Le geste qui compte: la bonne fée des agricultrices

Depuis 45 ans, Jeannie Neveu milite pour que les femmes de la terre prennent leur place au soleil

par Mélissa Guillemette
Photo: Mélissa Guillemette (Vira Skora et sa ferme)

Vira Skora, 45 ans, mère de deux enfants, se lève tous les jours avant le soleil pour traire et soigner les cinq vaches que la famille élève dans le petit village de Panasivka, en Ukraine. Puis elle part pour la petite école du village, où elle enseigne au primaire. «Ici, les enseignants touchent un tout petit salaire; c’est pour ça que je dois jongler avec deux boulots», explique-t-elle.

Même rengaine le midi, puis le soir; Vira n’arrête jamais! «Mon mari m’appelle sa Cendrillon!» Il est vrai qu’elle ne cesse de travailler qu’une fois le soleil couché.

La vie de cette Ukrainienne est toutefois sur le point de changer, grâce à une parfaite inconnue. En juin dernier, Vira a reçu la visite de Jeannie Neveu, une agricultrice de Rawdon, dans Lanaudière, venue aider les productrices laitières des régions de Lviv et de Dnipropetrovsk à mieux exploiter leur ferme. L’objectif: acquérir une meilleure indépendance financière, tout en augmentant la production laitière, dans ce pays où 80 pour 100 du lait est produit dans des fermes de trois vaches et moins. Le secteur laitier ukrainien, en déclin depuis l’indépendance du pays et la fin des fermes collectives de l’URSS en 1997, a bien besoin d’appui. Les vaches en Ukraine produisent trois fois moins de lait qu’au Québec, en raison de la mauvaise nutrition et de l’état piteux des fermes.
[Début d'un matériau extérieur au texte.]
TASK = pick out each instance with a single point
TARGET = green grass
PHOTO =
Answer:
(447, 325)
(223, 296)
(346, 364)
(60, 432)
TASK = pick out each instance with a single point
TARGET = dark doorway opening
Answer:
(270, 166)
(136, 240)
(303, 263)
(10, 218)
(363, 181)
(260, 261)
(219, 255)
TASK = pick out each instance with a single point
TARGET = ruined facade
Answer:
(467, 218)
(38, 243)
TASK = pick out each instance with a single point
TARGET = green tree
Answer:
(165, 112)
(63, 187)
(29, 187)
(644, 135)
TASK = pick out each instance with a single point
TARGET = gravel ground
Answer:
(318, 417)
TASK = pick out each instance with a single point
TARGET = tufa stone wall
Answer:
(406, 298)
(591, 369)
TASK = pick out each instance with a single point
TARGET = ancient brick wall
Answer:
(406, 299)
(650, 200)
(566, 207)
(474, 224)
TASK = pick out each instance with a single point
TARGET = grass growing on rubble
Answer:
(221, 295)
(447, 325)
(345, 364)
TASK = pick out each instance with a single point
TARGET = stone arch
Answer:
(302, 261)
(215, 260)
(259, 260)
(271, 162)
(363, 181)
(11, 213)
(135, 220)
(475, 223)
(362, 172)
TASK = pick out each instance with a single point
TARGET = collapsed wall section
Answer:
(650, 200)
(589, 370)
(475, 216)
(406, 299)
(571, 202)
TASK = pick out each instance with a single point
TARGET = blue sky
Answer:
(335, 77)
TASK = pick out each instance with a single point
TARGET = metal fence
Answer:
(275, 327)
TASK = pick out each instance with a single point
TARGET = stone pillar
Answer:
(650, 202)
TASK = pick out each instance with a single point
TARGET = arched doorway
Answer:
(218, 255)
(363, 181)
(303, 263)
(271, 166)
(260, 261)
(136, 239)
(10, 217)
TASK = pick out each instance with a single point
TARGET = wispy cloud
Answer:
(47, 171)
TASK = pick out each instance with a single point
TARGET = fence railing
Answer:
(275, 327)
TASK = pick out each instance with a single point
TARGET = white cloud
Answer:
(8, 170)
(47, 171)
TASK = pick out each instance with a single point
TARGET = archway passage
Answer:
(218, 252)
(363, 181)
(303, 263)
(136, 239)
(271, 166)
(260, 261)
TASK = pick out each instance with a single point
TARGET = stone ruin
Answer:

«Les Ukrainiennes travaillent fort sur la ferme, comme au Québec, mais elles ne prennent pas toujours part aux décisions concernant la gestion de l’entreprise», explique Jeannie, une petite rousse de 66 ans, qui en est à son deuxième voyage en Ukraine avec l’organisme québécois SOCODEVI – Société de coopération pour le développement international. Les femmes font la traite, nourrissent le bétail, mais contrôlent rarement le budget de la ferme. L’achat d’une trayeuse mécanique, par exemple, est souvent reporté, puisqu’il profite uniquement à la femme. Pourtant, cet outil moderne permet de gagner beaucoup en temps et en confort – la traite manuelle peut être très douloureuse pour les mains.

Quand elle rencontre ces femmes, Jeannie leur raconte d’abord son histoire afin de leur montrer qu’elles ont leur place en agriculture. Fille de bûcheron, elle est venue à la terre en mariant un fermier au cours des années 1960. Très vite, elle a le coup de foudre pour ce métier dont elle ne connaît rien! Pas question, pour elle, de rester collée à ses fourneaux, aux couches et à la traite manuelle des vaches, comme le voulait la tradition à l’époque. L’agricultrice grimpe sur le tracteur et a son mot à dire sur toutes les décisions de la ferme laitière, en plus de s’engager dans plusieurs comités agricoles de la région, où elle est souvent la seule femme.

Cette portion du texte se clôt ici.